Ron Fairly, the only player to be named an all-star as a member of the Montreal Expos and Toronto Blue Jays, passed away on Tuesday at the age of 81.
A cause of death has not been released, but the Seattle Mariners, whom Fairly had most recently worked for as a broadcaster, shared the news via social media.
Born in Macon, Ga., but raised in Long Beach, Calif., the left-handed hitting Fairly was signed by the Los Angeles Dodgers in 1958. He would play parts of 12 seasons with the Dodgers and collect three World Series rings (1959, 1963, 1965). Dodgers fans will remember Fairly best for his bat in the 1965 Fall Classic when he went 11-for-29 (.379) with two home runs and six RBIs to help the Dodgers down the Minnesota Twins in seven games.
On June 11, 1969, Fairly was dealt to the Expos with Paul Popovich for Maury Wills and Manny Mota. The outfielder/first baseman proceeded to bat .289 and post a .358 on-base percentage (OBP) and belt 12 home runs in 70 games for the Expos in their inaugural season. Four years later, he enjoyed his best campaign with the Expos, batting .298, socking 17 home runs and recording a .422 OBP. That season he walked 86 times and struck out on just 33 occasions. For his efforts, he was named to the National League All-Star team.
After parts of six seasons with the Expos, Fairly was swapped to the St. Louis Cardinals for minor league infielders Rudy Kinard and Ed Kurpiel. He hit .289 in 180 games with the Cardinals before his contract with purchased by the Oakland A’s on September 14, 1976.

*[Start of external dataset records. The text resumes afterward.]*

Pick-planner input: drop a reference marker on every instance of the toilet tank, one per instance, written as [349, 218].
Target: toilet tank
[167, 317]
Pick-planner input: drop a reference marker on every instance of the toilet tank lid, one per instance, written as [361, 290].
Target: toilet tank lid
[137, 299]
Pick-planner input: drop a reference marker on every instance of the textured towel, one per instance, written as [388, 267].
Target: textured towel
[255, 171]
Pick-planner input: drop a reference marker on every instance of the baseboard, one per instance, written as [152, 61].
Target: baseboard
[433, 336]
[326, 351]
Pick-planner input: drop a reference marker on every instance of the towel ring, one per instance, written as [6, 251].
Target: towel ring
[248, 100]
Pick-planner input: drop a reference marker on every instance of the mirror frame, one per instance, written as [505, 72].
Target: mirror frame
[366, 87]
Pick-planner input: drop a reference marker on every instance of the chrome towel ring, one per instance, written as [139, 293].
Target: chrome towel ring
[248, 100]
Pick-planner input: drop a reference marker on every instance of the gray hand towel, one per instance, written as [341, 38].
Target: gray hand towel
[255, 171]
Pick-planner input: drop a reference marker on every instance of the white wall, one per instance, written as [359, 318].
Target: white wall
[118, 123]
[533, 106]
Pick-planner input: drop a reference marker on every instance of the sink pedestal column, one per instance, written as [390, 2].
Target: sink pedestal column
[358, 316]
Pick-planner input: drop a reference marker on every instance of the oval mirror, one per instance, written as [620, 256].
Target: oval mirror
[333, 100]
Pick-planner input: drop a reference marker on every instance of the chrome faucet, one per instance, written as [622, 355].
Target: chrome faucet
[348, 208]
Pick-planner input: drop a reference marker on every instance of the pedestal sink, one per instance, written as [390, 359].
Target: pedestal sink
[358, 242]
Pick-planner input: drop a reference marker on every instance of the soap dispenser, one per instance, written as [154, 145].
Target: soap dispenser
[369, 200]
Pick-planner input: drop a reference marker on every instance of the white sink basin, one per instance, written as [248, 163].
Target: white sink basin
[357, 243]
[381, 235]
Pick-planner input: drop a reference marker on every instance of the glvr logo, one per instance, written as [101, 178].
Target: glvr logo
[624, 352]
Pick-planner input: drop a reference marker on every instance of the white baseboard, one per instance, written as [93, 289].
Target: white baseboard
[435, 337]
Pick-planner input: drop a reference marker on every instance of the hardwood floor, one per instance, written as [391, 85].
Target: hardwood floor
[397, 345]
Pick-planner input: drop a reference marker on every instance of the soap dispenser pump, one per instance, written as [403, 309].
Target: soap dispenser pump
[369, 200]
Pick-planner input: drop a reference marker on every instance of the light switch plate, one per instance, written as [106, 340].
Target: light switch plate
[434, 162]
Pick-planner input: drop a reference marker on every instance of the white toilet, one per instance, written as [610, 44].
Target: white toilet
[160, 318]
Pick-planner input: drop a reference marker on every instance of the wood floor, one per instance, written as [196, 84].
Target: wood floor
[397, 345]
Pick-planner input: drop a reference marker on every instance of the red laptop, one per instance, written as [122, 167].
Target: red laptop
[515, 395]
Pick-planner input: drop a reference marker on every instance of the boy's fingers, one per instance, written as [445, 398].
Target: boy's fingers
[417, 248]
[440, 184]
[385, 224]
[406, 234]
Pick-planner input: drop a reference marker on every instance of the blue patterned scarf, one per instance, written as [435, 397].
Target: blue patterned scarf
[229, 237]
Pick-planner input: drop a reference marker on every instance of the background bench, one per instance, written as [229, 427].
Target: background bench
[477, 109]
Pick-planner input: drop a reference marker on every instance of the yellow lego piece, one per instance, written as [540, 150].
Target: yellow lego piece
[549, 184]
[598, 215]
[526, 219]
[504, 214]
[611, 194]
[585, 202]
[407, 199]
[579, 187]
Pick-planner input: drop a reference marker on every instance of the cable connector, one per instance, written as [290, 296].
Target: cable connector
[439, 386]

Fairly played just 15 games with the A’s prior to be dealt to the Blue Jays on February 24, 1977 for minor leaguer Mike Weathers. When the 39-year-old Fairly suited up for the Blue Jays in 1977, it made him the first – and only – big leaguer to play for both the Expos and the Blue Jays in their inaugural seasons.
Hitting in the middle of the order for the Blue Jays, Fairly was one of the club’s only consistent offensive threats in their first season that saw them lose 107 games. In 132 contests for the Blue jays, he batted .279 and set a career-high with 19 home runs and became the first Blue Jay selected to the all-star game.

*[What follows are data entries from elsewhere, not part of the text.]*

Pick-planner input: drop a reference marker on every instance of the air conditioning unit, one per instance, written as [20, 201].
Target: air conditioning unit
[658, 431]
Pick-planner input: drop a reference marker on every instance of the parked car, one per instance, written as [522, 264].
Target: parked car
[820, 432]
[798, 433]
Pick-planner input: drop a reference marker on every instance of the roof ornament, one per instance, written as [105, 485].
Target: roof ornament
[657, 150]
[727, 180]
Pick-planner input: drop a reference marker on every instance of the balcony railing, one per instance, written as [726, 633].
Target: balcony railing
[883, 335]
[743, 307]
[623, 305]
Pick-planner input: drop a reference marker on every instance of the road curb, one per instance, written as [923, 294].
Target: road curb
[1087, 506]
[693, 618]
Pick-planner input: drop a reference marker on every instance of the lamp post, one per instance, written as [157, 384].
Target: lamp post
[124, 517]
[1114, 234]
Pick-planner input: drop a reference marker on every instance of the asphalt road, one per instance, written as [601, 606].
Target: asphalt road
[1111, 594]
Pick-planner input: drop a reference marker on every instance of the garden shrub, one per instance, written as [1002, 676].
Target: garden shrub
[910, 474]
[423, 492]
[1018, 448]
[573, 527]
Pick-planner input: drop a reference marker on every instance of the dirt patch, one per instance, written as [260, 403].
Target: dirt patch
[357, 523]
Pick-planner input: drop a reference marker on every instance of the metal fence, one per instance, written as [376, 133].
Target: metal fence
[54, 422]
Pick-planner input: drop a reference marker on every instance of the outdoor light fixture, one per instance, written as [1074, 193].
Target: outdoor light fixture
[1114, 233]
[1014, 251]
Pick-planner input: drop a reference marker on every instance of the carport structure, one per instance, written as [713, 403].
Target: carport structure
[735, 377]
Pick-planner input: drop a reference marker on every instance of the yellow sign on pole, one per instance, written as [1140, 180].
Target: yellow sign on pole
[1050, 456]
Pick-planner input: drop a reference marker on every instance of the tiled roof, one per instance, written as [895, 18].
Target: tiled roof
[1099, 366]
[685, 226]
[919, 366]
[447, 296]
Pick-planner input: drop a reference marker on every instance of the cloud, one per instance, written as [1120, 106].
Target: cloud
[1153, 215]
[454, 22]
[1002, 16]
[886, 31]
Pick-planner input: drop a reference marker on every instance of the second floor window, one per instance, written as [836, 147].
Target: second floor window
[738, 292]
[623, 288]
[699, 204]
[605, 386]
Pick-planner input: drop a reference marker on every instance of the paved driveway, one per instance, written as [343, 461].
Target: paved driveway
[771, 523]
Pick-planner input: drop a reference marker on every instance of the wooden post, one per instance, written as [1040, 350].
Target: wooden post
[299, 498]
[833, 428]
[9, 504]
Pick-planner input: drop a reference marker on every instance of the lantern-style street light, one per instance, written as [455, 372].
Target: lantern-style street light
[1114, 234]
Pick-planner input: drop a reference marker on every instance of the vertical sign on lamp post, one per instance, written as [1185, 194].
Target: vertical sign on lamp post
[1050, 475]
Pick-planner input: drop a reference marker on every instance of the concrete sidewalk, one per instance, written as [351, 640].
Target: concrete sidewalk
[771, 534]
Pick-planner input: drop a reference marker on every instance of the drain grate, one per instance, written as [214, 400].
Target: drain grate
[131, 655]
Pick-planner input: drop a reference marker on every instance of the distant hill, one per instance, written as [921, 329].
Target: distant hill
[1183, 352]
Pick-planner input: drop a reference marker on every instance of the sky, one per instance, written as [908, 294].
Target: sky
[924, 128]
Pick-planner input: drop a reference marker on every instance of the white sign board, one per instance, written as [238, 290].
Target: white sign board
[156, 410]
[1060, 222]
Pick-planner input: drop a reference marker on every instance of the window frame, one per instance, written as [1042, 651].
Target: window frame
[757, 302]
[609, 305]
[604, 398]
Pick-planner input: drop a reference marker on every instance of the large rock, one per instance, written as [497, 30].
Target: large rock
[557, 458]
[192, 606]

Following the 1977 campaign, the Blue Jays dealt Fairly to the California Angels, where he batted .217 in 89 contests to close out his playing career.
In all, in 2,442 big league games spanning 21 seasons, Fairly batted .266 with 215 home runs. He is one of less than 12 players to appear in over 1,000 games in the infield and in over 1,000 games in the outfield.
The charismatic Californian would enjoy a successful second career as a broadcaster, first with the Angels, then with the San Francisco Giants starting in 1987 before joining the Mariners broadcast crew as a colour commentator in 1993. He worked 14 seasons in the M’s booth before retiring in 2006.
He came out of retirement to work part-time on Mariners’ broadcasts in 2011.
“Ron was a key voice in our history,” said Mariners President & CEO Kevin Mather in a statement from the team. “He joined our team at the start of an important era of Seattle baseball, beginning the same year as Lou Piniella and bringing over a decade of exciting baseball to our fans on TV and radio. Our thoughts are with his three sons: Mike, Steve and Patrick; and his grandchildren.”
Fairly was predeceased by his wife, Mary.